İdari Yargıda Temyiz Edilemeyen Kararlar Nelerdir?
Mahkemeler tarafından verilen nihai kararlara karşı temyiz yolu genel olarak açık olsa da bazı kararlara karşı temyiz yolu kapalıdır. Bu kararlara temyiz edilemeyen kararlar denilmektedir. Temyiz yolu kapalı kararlar:
- Yasa İle Temyiz Yolu Kapatılan Nihai Kararlar: Kimi kararlar için, bunlar nihai karar olmasına karşın, yasa ile temyiz yolu kapatılmıştır. Bu kararlar şunlardır:
- İdare ve vergi mahkemelerinin tek hâkim ve heyet halinde verdiği kararlar. (Bu kararlara karşı md.45/1 hükmü uyarınca istinaf yoluna başvurulabilir.)

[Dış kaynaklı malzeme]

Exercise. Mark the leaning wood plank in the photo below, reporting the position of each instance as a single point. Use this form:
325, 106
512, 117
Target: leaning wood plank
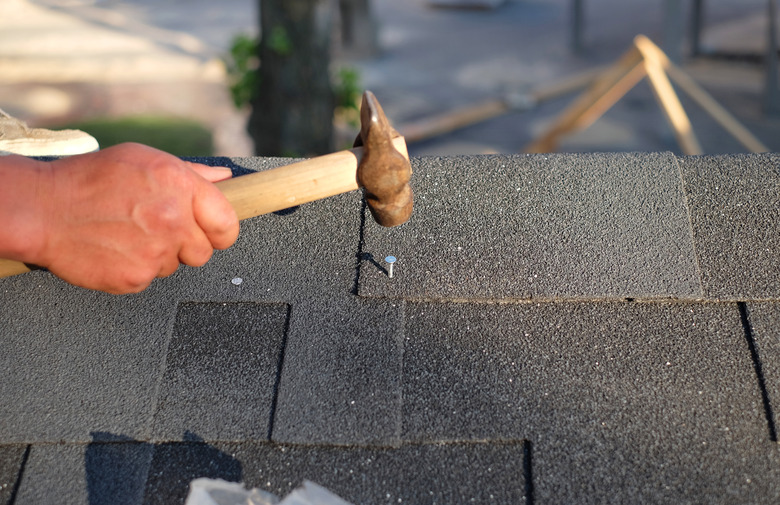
471, 114
667, 98
597, 99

- Konusu beş bin Türk Lirasını geçmeyen vergi davaları, tam yargı davaları ve idari işlemlere karşı açılan iptal davaları hakkında idare ve vergi mahkemelerince verilen kararlar. (Bu kararlar aleyhine istinaf yoluna gidilemediği (md.45/1) için, haliyle temyiz yoluna da gidilemez.)

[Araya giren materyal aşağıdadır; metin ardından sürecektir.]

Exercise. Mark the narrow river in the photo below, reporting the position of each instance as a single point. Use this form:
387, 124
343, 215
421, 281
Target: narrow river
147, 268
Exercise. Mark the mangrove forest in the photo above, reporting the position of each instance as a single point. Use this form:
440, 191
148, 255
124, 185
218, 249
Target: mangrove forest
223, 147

- Bölge idare mahkemelerinin 46’ncı maddeye göre temyize açık olmayan kararları (md.45/6).
- Bölge idare mahkemesi ve ilk derece mahkemesi olarak Danıştay ilgili dairesinin görev ve yetki uyuşmazlığına ilişkin İYUK md.43 uyarınca verdiği kararlar (md.43/3).

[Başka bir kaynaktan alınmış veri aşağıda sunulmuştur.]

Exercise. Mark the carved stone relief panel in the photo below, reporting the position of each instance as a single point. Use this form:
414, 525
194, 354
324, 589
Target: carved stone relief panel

- Bölge idare mahkemesi ve ilk derece mahkemesi olarak Danıştay ilgili dairesinin merci tayinine ilişkin verdiği kararlar (md.44/3).
- Temyizin mahkeme kararından zarar gören ve bu kararın bozulmasında yaranı olan tarafça kullanılabilecek bir kanun yolu olması nedeniyle “lehe” olan kararlar.
- Danıştay temyiz dairesinin incelemesinden geçmiş 1) İdare ve vergi mahkemesi kararları, 2) Bölge idare mahkemesi kararları 3) Danıştay idari ve vergi dava daireleri kurulundan temyizen geçmiş olan Danıştay dava daireleri kararları (ikinci kez temyiz edememe).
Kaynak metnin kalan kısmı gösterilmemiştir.